Ma è nuovamente sul piano politico che la Giunta (un quasi-monocolore leghista, inedito per la Provincia) ha mostrato la propria inadeguatezza: l’Assessora alla Sanità Stefania Segnana, nota in precedenza alle cronache per le strizzate d’occhio ai no-vax, ancora il 6 marzo dichiarava di ritenere “opportuno e importante” che i familiari avessero accesso alle RSA, senza alcun riguardo per le veementi richieste in senso contrario dei rappresentanti delle strutture. Cosa ancora più grave, negli ultimi giorni l’Assessora ha ritenuto di scaricare pubblicamente le responsabilità di quanto accaduto sulle singole gestioni e sulla loro (presunta) mancata aderenza alle misure di sicurezza, con toni talmente minacciosi da sollevare reazioni indignate e veementi dalla società civile e dalle opposizioni.

Se il risveglio del dibattito politico dal letargo delle ultime settimane è da salutare come un elemento positivo, lo è meno il livello scadente su cui esso si sta attestando in vista della fine del lockdown: è di questi giorni la sconcertante iniziativa dell’Assessore all’istruzione di avallare un sondaggio tra le famiglie per conoscere la loro opinione sui tempi e l’opportunità di riaprire le scuole, mentre la candidata a sindaca di Trento di una parte del centrodestra (elezione nel frattempo rinviata) ha auspicato che in estate la carenza di manodopera straniera in agricoltura sia colmata dai futuri maturandi, “piegati non più sui libri, i tablet, i cellulari, ma nei campi”.

Quanto alla “ripartenza”, la fretta manifestata in precedenza dal governo provinciale si è stemperata di fronte al tasso ancora elevato di casi rilevati giornalmente, anche se questo è il risultato (e ne va dato merito) dell’importante incremento di test effettuati, che ha portato il Trentino al terzo posto nazionale per il rapporto tra tamponi e popolazione.

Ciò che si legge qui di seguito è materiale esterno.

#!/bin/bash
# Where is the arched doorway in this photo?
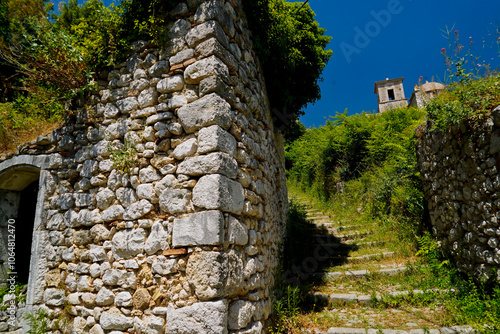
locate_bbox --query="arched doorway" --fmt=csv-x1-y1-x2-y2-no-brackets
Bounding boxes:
0,166,40,285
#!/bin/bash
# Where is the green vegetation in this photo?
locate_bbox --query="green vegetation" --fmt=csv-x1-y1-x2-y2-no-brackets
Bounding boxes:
426,74,500,130
285,109,425,246
245,0,332,138
26,308,49,334
0,0,331,150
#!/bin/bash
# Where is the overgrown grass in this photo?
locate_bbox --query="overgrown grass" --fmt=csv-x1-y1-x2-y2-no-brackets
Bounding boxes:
426,73,500,130
0,98,62,154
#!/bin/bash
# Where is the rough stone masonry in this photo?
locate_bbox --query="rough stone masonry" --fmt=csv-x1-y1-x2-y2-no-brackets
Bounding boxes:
416,107,500,281
0,0,288,334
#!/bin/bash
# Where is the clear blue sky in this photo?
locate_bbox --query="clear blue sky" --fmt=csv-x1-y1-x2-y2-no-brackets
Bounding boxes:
301,0,500,127
54,0,500,127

In generale, la condotta della Giunta durante l’emergenza è apparsa spesso improvvisata, incline ai mutamenti d’umore e indecisa se seguire il modello lombardo o quello veneto, confermando così l’impressione di scarsa capacità programmatica che la perseguita dall’insediamento. Un risultato insoddisfacente per un territorio abituato in passato (sia detto senza idealizzazioni) ad altri livelli di pragmatismo e di capacità di governo. Il contraltare finora più efficace è stato rappresentato da una società civile tradizionalmente incline al volontariato e all’auto-organizzazione, fenomeno indispensabile in un territorio rarefatto come il Trentino e che in questo frangente si è rivelato fondamentale soprattutto per venire incontro alle esigenze dell’ampia popolazione anziana. Nei comuni più piccoli e remoti, in particolare, questa impalcatura sociale ha giocato efficacemente di squadra con i sindaci, veri protagonisti del contrasto all’emergenza anche con gesti piccoli ma significativi, come la consegna di persona delle mascherine gratuite a ogni famiglia. Sarà dunque da questa base che si evolverà la ripresa della vita sociale, compatibilmente con le misure di sicurezza necessarie; ma per il rilancio di un territorio colpito nelle sue eccellenze e le cui attività economiche stanno soffrendo al pari delle altre in Italia, serviranno soprattutto un’autorevolezza di governo e uno sforzo progettuale che ancora stentano a manifestarsi.